Suplementy diety – już dłużej nie można o tym milczeć

Suplementy stanowią w założeniu uzupełnienie diety, zazwyczaj są produkowane i wprowadzane do obrotu w formie umożliwiającej ich precyzyjne i łatwe dawkowanie, co w połączeniu z często spotykaną sprzedażą w aptekach może sugerować ich związek z lekami, a takimi nie są. W Polsce suplementy diety dopuszcza do obrotu Główny Inspektor Sanitarny i podległe mu urzędy (a nie Główny Inspektor Farmaceutyczny lub Urząd Rejestracji Leków). Również w Unii Europejskiej suplementy diety nie były i nie są traktowane jak leki. Od 31.07. 2003 państwa Unii Europejskiej zobowiązane są do dostosowania ustawodawstwa krajowego do prawa unijnego, które określa, które witaminy i składniki mineralne mogą być stosowane do produkcji suplementów, a także, w jakiej postaci i formie można te suplementy wytwarzać.

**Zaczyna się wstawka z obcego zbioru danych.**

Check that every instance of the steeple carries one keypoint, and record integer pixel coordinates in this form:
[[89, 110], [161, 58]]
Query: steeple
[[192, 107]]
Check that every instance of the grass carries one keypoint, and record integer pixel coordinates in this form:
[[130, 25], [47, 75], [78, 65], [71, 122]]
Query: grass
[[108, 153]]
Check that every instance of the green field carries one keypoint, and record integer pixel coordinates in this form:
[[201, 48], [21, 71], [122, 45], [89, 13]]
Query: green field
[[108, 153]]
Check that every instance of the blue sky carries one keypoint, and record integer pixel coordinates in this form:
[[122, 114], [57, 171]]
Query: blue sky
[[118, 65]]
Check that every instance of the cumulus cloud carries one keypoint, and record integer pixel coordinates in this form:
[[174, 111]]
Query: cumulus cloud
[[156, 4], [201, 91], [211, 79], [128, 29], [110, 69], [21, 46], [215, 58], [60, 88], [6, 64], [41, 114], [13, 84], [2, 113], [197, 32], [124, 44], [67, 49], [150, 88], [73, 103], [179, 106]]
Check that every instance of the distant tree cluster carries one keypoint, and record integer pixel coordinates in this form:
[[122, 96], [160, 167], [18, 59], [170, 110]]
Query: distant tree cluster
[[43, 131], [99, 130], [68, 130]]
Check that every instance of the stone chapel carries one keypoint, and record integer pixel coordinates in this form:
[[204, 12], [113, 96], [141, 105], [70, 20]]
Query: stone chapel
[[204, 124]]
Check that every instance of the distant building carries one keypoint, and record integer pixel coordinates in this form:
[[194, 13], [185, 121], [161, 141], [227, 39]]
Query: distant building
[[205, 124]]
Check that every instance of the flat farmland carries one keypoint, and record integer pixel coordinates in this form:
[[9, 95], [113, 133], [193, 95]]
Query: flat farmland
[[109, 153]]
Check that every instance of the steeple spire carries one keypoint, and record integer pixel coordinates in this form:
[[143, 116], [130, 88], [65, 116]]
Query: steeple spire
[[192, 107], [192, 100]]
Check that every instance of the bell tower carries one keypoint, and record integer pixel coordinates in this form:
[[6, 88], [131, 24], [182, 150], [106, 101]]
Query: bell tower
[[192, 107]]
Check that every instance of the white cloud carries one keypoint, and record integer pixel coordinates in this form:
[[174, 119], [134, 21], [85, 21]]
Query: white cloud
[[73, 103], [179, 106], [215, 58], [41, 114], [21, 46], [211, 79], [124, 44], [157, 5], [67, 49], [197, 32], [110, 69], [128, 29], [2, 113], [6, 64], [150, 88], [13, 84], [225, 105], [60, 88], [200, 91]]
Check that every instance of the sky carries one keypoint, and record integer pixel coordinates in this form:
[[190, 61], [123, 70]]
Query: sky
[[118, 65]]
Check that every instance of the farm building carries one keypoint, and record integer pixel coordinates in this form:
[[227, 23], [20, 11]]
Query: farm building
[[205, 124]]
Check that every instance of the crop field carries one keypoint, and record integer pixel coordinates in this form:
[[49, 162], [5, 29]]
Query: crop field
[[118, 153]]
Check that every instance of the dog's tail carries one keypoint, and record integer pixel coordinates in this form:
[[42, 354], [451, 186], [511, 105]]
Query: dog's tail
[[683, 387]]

Ma to służyć unifikacji norm dotyczących znakowania suplementów w poszczególnych krajach. Ustawodawstwo europejskie nakłada na producentów obowiązek etykietowania produktów jako „suplement diety” oraz umieszczania na opakowaniu informacji dotyczących zawartości w produkcie składników odżywczych (np. witamin, składników mineralnych), zalecanej dziennej dawki spożycia i ostrzeżenie o możliwości i skutkach przedawkowania. Opakowanie nie może zawierać informacji mówiących o tym, że suplement może zastąpić zróżnicowaną, zbilansowaną dietę ani też, że zapobiega występowaniu lub leczy określone choroby. Suplementy diety są dostępne bez większych ograniczeń, ale nie mogą być traktowane i oznaczane jako środki leczące lub zapobiegające występowaniu określonych chorób. Musimy być świadomi tego, że urozmaicona dieta pozostaje najlepszym sposobem sprzyjającym prawidłowemu rozwojowi i funkcjonowaniu organizmu oraz zachowaniu zdrowia. Suplementy są stosowane u niektórych osób bądź specyficznych grup populacyjnych głównie w celu uzupełnienia diety deficytowej w podstawowe składniki odżywcze. Niestety, są one również stosowane namiętnie i bez opamiętania przez osoby, które z pewnych względów chcą zwiększyć spożycie określonych składników odżywczych. Suplementy na suchą masę mięśniową, na rzeźbę, na odchudzanie, na siłę mięśniową, na zmęczenie, odżywki białkowe dla grup krwi itd. itp. Wieje grozą i piramidalną głupotą, w tle z rechotem cyników i wydrwigroszy z krótką szyją i płaskim czołem, że oto po raz kolejny udało się ogłupić i wyciągnąć „kasę” od naiwnych. Osobny rozdział to żywność wzbogacana, o tym napiszemy oddzielnie.

 

Jednak wciąż otwarty pozostaje problem tzw. produktów pogranicza, które częściowo spełniają zarówno definicję produktu leczniczego jak i suplementu diety - czyli żywności. Produkty OTC (over-the-counter drugs) czyli leki wydawane bez recepty lekarskiej. OTC umożliwia pacjentom samoleczenie w powszechnych dolegliwościach, jak również w okresie przed zasięgnięciem porady lekarskiej. Aby produkt leczniczy mógł zostać dopuszczony do obrotu jako lek OTC, musi być bezpieczny w limitowanym czasie stosowana (zwykle 3 - 5 dni) w konkretnych, łatwych do samozdiagnozowania przez pacjenta dolegliwościach. Kryteria dostępności produktów leczniczych wydawanych bez recepty są definiowane w Europie przez EMEA. Stanowi to podstawę prawną sugestywnych i bardzo pomysłowych reklam różnego rodzaju paraleków w środkach masowego przekazu. Lekarze alarmują, że ostrzeżenia odczytywane w reklamie z szybkością karabinu maszynowego są zupełnie ignorowane. Szkody zdrowotne wyrządzane sobie takim leczeniem niestety wzrastają lawinowo, równolegle do wielkiej puli leków OTC, które jeszcze do niedawna były reglamentowane i warunkowane osobistym zbadaniem chorego przez lekarza. Rację miał Stańczyk, że w Polsce mamy najwięcej lekarzy doradzającym innym jak się leczyć, tylko kto weźmie za to odpowiedzialność. Naszym zdaniem reklama leków kwalifikowanych jako OTC powinna być w „telewizorni” zabroniona. Poziom wiedzy prozdrowotnej i możliwość krytycznej oceny suplementów jak i leków OTC w naszym społeczeństwie jest na tyle niska, że takie restrykcje są konieczne.